Vast majority of parents worried about safety of schools
One-fifth of parents unlikely to avail of Covid-19 vaccine, CSO survey finds
Transition year students wear face masks on their first day back at school at Mount Sackville Secondary School in Chapelizod. Photograph: Alan Betson
The vast majority of parents are concerned about whether their children’s schools will be able to provide a safe environment.
The results are based on an online survey of a national sample of 1,333 parents or guardians conducted earlier this month by the Central Statistics Office (CSO).
While 86 per cent have concerns over safeguards in schools aimed at curbing the spread of Covid-19, of those, 32 per cent are “extremely” or “very” concerned.
A small but significant proportion of parents – 6.5 per cent – reported they will not be sending their child to school due to health concerns.
While the survey shows high levels of concern, one in five parents say they are unlikely to vaccinate their school child even if a jab for Covid-19 becomes available. The likelihood of parents availing of a Covid-19 vaccine for their children increases with their level of education. For example, parents with a college degree or higher were significantly more likely to avail of a vaccine compared with those with second-level education only.
The survey also found that school closures have had a significant impact on children of all ages. Among those with a child due to sit the Leaving Cert next year, some 67 per cent said the closures had a major or moderate negative impact on their child’s learning.
Most pupils themselves are also concerned about returning to school and complying with social distancing rules, reconnecting with classmates or being away from home.
The level of concern is lowest among children in the early years of primary and peaks in the junior cycle of secondary school.
Learning at home
Many parents also reported that their children spent relatively short periods of time on learning during the lockdown.
A majority (67 per cent) of parents with primary school children and significant numbers (41 per cent) of parents with secondary school children said their child spent two hours or less daily on school-related learning activities.
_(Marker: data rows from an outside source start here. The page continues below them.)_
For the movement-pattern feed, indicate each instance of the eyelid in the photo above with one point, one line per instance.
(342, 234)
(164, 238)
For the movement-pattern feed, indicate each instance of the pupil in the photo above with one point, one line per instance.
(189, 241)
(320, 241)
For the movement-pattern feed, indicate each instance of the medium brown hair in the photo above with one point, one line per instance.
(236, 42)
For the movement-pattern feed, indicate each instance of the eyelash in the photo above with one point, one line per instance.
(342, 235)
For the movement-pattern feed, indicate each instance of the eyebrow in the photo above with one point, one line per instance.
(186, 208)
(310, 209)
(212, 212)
The survey also explores the likely impact on parents if schools close again. About half say their work will be disrupted. A total of 17 per cent of female respondents with a primary school pupil reported that they may have to give up work compared with 4 per cent of males.
Meanwhile, a group of academics and scientists has warned that the reopening of schools will increase the risk of community transmission of Covid-19 and put pressure on our testing systems.
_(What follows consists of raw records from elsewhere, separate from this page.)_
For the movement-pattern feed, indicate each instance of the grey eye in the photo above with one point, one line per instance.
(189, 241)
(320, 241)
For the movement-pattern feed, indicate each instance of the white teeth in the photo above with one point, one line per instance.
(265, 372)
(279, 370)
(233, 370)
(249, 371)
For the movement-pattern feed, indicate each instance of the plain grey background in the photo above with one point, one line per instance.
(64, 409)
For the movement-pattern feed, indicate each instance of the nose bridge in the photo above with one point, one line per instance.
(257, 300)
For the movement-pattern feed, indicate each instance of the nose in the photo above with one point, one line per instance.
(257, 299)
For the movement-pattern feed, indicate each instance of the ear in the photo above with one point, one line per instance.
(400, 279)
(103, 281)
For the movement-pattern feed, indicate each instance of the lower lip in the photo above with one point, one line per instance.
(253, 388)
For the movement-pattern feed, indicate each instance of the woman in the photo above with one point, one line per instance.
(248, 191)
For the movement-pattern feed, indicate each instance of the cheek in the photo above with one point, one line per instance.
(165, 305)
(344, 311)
The Zero-Covid Island group said case numbers were rising across the country along with widespread community transmission due to a policy choice of “living with the virus”.
As a result, it said there would very likely be school outbreaks, as seen in many other countries.
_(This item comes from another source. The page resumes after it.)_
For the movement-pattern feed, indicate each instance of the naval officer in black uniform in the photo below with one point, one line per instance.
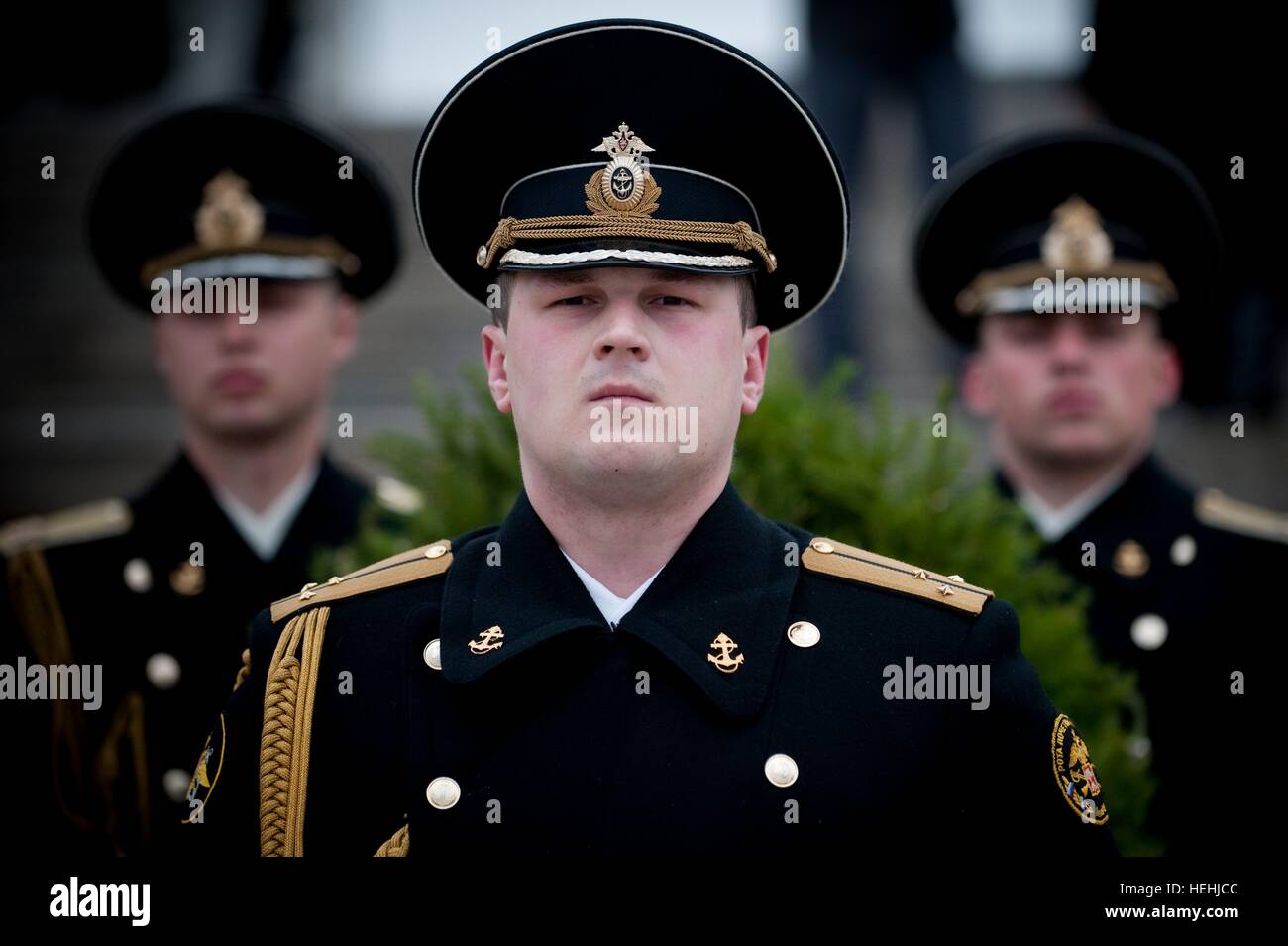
(1072, 392)
(160, 589)
(634, 661)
“If the rate of transmission of the virus in the community is brought down, we expect to see fewer outbreaks, and less disruption to education,” said Prof Anthony Staines, a member of the Zero-Covid Island group.
“However, all schools will need to be able to offer distance learning to their students.”
He said that as long as we continue with the current policy of living with the virus, our return to school would be risky.
“While opening schools has to have a high priority, current conditions pose some risks for children, teachers, families and the community. Schools are working hard to manage these.”